Sen. John Cornyn’s office sends a video link of 2LT Mark Daily’s immortal words being read on the Senate floor:
The message is getting out there.
Related: Marine Corps Commandant Gen. James Conway issues a challenge via Blackfive.
Marine Corps Commandant Gen. James Conway is urging the White House to “rally the country to war,” arguing it could help address the challenge of recruiting 92,000 additional troops to boost the size of the Marines and the Army.
He made the remarks Jan. 22 to a room full of Marine Corps veterans at a luncheon sponsored by the Marine Corps Association in Alexandria, VA.
“We have, frankly, talked with the president some about maybe changing his message,” Conway said. “You know, after 9/11 he said the best thing you can do, America, is live your lives normal. . . . And we think today that it may be time to rally the country to war.”

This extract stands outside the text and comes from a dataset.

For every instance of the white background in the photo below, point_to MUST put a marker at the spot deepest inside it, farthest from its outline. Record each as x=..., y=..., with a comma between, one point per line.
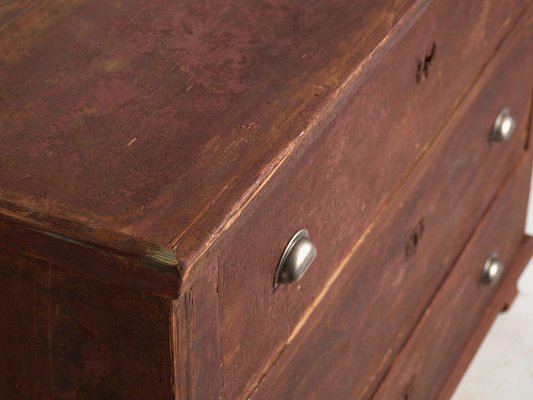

Rallying the country might help the Army and the Marine Corps meet the challenge of recruiting 92,000 troops over the next four or five years, he argued. Earlier this month, Defense Secretary Robert Gates said the Pentagon wants to add 65,000 soldiers and 27,000 Marines over several years.
In the near term, the Bush administration also wants to increase the number of troops in Iraq by 21,500, a “surge” proposal that has been criticized by many Democrats and some Republicans in Congress.
“It’s our belief inside of the Department of Defense that the DOD is at war but not a lot of the rest of America is, and that includes the interagency but also our people to some degree,” Conway said. Conway attacked news coverage of the violence in Iraq and Afghanistan. “We believe that our people are subject to some misinformation — not intentional perhaps, but nevertheless if you talk to any troop that’s been to Iraq or Afghanistan, they will paint you a significantly different picture, I think, from what’s being captured here day in and day out, in the news,” he said…
…Fighting an insurgency is “traditionally a decade-long effort, on average,” he said. “But we think that the time it’s going to take us to do the job doesn’t match up with the amount of time our people are willing to give us to do the job. And that’s problematic. That’s a concern.”